In this digital era of information, when letting audiences experience your brand seems to be a more relevant way to communicate than posting facts about your product, content creators have a particularly challenging time. Our aim should be narrative story telling about the experience, thus involving our audience at an emotional level. Many of us still find it difficult to balance on the thin line between informative, and engaging, content. Based on industry experts’ opinions and our experience, we can identify the Top 8 Mistakes, Content Managers struggle with.
Not connecting with your audience
Some PR specialists tend to prepare informative, boring content, without really knowing who they are talking to. Behind every sticky piece of information, there should be at least some basic research carried out on your audience – their needs, wants, patterns, age, interests, and issues they care about.
Preparing boring, salesy content
Very often, the first thing we hear from the client is their expectation that the content we prepare will generate more sales. Bearing this principal in mind, many PR specialists fail at the start. Even the most beautiful, perfectly crafted information about the product, will not result in rocketing sales figures. The information doesn’t sell, but the connection with your audience does.
Bad copywriting or non-existent website
Surprisingly, this happens very often. We have heard so many times: “I use Facebook, I don’t need a website” or, “I have a website with my name and phone number on it, but I never update it”, or even, “my website has been designed by a professional and I don’t want to change anything, it is good enough for me”. If you knew that the average user spends approx. 8-12 secs on your website, would you change your mind? Are potential customers able to answer basic questions within this period of time? What are you doing, why are you doing that, why should they use your product or service, and how to contact you? Also, is your website visually attractive, appealing, using good quality, authentic images? Wrong visual content might result in miscommunication about your brand, might overpower your audience, or simply put them off your brand. It is very important to get things right, and balanced.
Opening Social Media accounts and being inconsistent in managing them
Actually, there are not too many brands that manage social media perfectly.

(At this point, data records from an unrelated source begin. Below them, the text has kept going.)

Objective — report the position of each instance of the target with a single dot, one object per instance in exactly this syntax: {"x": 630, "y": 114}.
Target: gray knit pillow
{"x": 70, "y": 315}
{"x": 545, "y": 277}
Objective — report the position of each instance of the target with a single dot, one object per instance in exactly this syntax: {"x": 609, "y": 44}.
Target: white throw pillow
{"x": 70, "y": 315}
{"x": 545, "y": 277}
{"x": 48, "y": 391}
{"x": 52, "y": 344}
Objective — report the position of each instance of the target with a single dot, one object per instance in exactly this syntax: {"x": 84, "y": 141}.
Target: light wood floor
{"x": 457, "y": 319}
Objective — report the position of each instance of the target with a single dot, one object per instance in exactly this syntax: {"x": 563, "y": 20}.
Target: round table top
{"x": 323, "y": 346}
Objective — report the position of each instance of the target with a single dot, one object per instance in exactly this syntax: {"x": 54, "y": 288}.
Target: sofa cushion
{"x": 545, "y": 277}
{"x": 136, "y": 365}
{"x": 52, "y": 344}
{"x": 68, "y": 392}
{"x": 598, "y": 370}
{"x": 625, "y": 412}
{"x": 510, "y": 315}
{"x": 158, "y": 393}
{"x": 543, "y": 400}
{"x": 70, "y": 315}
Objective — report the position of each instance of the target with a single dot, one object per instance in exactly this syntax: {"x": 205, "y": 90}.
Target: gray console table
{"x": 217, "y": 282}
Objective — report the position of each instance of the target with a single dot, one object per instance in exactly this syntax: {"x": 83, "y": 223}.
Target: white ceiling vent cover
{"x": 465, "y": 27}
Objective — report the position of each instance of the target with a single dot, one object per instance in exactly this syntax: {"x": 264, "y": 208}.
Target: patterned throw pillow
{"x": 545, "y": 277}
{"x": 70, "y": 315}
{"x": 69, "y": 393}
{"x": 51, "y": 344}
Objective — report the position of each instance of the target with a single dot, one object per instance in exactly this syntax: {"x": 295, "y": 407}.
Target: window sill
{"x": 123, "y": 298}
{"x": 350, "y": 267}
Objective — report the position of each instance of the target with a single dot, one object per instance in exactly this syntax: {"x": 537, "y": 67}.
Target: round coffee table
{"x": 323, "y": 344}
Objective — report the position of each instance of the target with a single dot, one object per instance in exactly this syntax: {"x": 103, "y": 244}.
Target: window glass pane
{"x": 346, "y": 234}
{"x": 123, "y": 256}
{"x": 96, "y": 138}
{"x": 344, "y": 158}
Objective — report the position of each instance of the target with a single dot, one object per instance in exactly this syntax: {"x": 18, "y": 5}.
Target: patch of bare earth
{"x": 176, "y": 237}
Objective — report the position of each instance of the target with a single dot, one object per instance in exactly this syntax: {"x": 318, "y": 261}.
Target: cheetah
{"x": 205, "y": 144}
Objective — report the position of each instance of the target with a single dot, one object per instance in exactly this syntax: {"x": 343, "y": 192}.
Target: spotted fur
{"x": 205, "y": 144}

Opening a Social Media profile for the brand should be like the wedding vow: ” I take thee to be my beloved media tool, to have and to hold, for better, for worse, to love and to cherish, till power, or Internet bugs, do us part. One of the most common mistakes is posting the same piece of information to every platform at the same time. Once again, it comes to knowing your audience, understanding them, their patterns, and to follow them in a communication plan. Every platform was designed for different types of audience, which is active on different days and at different times. The “One post fits all” approach might actually result in your audience withdrawing themselves from your social media. However, it doesn’t mean that you have to write 10 different pieces of content for each platform. Change your headings, tailor them according to the interests of your audience, and post when you are expecting them to use the platform. The success rate on social media must be measured in order to prepare us for future communication development. If you don’t have enough time to analyse your social media platforms, or to post anything on them, it is better to delete them and shift your focus to the platforms that work best for your business.

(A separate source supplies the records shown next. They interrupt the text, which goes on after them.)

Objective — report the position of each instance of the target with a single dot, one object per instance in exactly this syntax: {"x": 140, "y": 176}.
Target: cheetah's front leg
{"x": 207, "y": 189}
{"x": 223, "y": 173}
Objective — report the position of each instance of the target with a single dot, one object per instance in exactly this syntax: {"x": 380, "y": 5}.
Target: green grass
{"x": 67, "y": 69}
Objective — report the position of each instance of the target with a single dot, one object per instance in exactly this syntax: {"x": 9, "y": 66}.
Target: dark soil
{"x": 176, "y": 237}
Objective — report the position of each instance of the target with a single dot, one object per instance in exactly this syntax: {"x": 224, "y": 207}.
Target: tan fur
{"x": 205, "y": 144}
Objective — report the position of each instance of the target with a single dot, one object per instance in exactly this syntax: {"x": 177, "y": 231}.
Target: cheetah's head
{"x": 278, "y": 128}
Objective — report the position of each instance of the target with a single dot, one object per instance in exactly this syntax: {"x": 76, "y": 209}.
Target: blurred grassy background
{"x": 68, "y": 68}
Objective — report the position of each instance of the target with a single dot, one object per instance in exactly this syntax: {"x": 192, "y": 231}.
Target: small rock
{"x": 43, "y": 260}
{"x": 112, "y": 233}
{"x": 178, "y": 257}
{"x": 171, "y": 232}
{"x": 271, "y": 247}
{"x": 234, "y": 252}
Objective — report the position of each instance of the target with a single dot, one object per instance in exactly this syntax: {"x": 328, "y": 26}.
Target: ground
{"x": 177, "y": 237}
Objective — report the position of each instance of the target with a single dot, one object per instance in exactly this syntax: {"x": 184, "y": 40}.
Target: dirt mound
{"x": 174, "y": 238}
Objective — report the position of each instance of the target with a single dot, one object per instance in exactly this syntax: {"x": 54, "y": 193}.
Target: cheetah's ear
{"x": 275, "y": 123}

Lack of interesting, easy to relate to, current stories
Some time ago, we were assigned to prepare a communication campaign for a flu vaccine programme. When we got the full pack of information along with the press releases, we knew that this kind of content wouldn’t work with a Polish audience. We knew that there was a lot of resistance in the Polish community to the vaccines themselves. During the research process, we found out what the concerns and issues were. Instead of posting information about vaccine availability, we prepared an interesting interview with an expert who had spent over 40 years of her career studying flu vaccine, to address all the possible concerns. The engagement rate was a hit. The content wasn’t only informative, but also answered all the possible questions Polish people might have had. Getting to the core of your audience’s emotions, concerns, issues and needs, should be the main goal for every communication strategist.
It is so tempting just to copy and paste, but Google deletes multiple content, at the start. It is also an unlawful practice and not worthy in the long run. Uniqueness gives more chances to achieve a high position in Google, where you will probably meet your prospect for the first time.
Avoiding golden ratio rule
Not everyone agrees with this, but in general that’s the rule we have to put up with when creating any PR piece. The 30/60/10 rule – where 30% should be your brand message, values and the benefits of using your product/service; 60% is for supporting evidence, any studies, industry expert’s quotes, benefits of using a particular product or service, and 10% for call to action, including promo offers.
Too many words, not enough images
Some brands avoid using visual assets in their content. It is especially typical for the financial and law industries. Unfortunately, it might result in a lack of attention in your piece of information. Some industry experts advise placing 1 image/video or infographic for every 350 words, and not to exceed 1500 words in one piece.